Syria government seizes two towns in Ghouta; 30 civilians killed: Monitor
Syria's government retook two more towns in Eastern Ghouta on Saturday, a war monitor said, pressing an offensive to capture the rebel enclave on the doorstep of Damascus.
The Syrian Observatory for Human Rights also said air strikes on a rebel pocket in Eastern Ghouta killed 30 people gathering to flee to government lines.
The UK-based war monitoring group said the strikes on Zamalka town also wounded dozens. There was no immediate comment from Damascus, which says it only targets armed militants.
Government forces seized Kafr Batna and Sabqa in the south of the enclave, the Observatory said, as thousands of civilians fled into government-held territory.
Russia-backed government forces have retaken more than 80 percent of the last opposition bastion outside the capital since launching a blistering air and ground offensive on 18 February, the Observatory says.
The assault has split opposition-held areas into three shrinking pockets, each held by different rebels.

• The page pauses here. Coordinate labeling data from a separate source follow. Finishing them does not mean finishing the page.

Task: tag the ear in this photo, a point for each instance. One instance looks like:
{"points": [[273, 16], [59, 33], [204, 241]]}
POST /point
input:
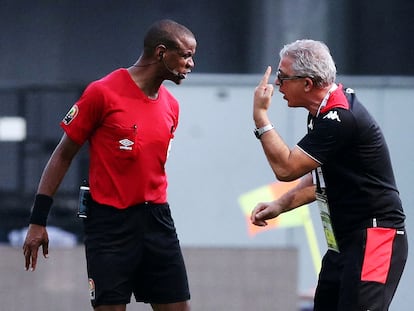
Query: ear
{"points": [[160, 50], [308, 84]]}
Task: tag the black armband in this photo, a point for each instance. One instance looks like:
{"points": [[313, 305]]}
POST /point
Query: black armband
{"points": [[41, 208]]}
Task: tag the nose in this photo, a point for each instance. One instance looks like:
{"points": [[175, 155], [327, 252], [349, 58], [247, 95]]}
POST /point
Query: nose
{"points": [[190, 62]]}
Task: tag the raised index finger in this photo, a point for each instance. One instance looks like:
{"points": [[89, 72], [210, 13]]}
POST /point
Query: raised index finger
{"points": [[265, 79]]}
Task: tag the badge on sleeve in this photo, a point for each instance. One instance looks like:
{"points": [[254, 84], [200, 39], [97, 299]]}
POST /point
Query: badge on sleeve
{"points": [[73, 112]]}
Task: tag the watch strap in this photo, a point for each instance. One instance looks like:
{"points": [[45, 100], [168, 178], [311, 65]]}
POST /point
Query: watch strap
{"points": [[260, 131]]}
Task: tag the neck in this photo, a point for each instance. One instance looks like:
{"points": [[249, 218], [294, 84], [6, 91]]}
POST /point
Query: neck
{"points": [[327, 91]]}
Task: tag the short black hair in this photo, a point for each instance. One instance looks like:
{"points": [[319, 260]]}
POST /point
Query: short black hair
{"points": [[164, 32]]}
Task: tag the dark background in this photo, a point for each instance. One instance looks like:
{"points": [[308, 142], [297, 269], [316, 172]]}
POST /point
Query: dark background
{"points": [[78, 41]]}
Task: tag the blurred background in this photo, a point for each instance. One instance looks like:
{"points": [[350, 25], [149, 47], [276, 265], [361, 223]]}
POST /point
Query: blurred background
{"points": [[50, 50]]}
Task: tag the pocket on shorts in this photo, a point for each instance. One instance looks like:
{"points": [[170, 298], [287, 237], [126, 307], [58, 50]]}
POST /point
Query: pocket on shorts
{"points": [[162, 214], [378, 252]]}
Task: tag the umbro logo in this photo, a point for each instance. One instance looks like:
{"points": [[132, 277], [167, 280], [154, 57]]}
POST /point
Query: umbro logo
{"points": [[333, 115], [125, 144]]}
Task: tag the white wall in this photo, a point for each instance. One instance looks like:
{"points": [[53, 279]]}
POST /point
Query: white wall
{"points": [[216, 158]]}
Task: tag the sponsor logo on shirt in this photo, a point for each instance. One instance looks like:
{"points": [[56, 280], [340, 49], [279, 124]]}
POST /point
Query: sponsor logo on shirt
{"points": [[333, 115], [125, 144], [73, 112]]}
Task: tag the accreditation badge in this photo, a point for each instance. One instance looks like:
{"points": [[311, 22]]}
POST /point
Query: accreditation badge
{"points": [[322, 202]]}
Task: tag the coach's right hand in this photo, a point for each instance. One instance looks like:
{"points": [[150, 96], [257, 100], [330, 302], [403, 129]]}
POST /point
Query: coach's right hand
{"points": [[36, 236]]}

The southern pocket is held by the Faylaq al-Rahman rebel group, which the Observatory says counts some 8,000 fighters in its ranks.
After Saturday's advance, the group now controls just a handful of areas, the monitor says: Arbin - the largest - as well as Zamalka, Hazeh, Ain Tarma and parts of the Damascus neighbourhood of Jobar.
Civilians leaving
Thousands of civilians streaming out of the enclave into government-held areas on Saturday came mostly from this southern sector, it said.
The Observatory said a new wave of 10,000 people had left the insurgent pocket to army positions on Saturday.
On Friday, the enclave's main rebel groups - Faylaq al-Rahman, Jaish al-Islam and Ahrar al-Sham - said they would be willing to hold direct UN-sponsored talks with government-backer Russia on a ceasefire.
More than 1,400 civilians have been killed since the government offensive began, the Observatory says, while tens of thousands more have fled.
Jaish al-Islam controls an area around the main town of Douma in the north of the former enclave, while Ahrar al-Sham holds influence in the area of the town of Harasta to the west.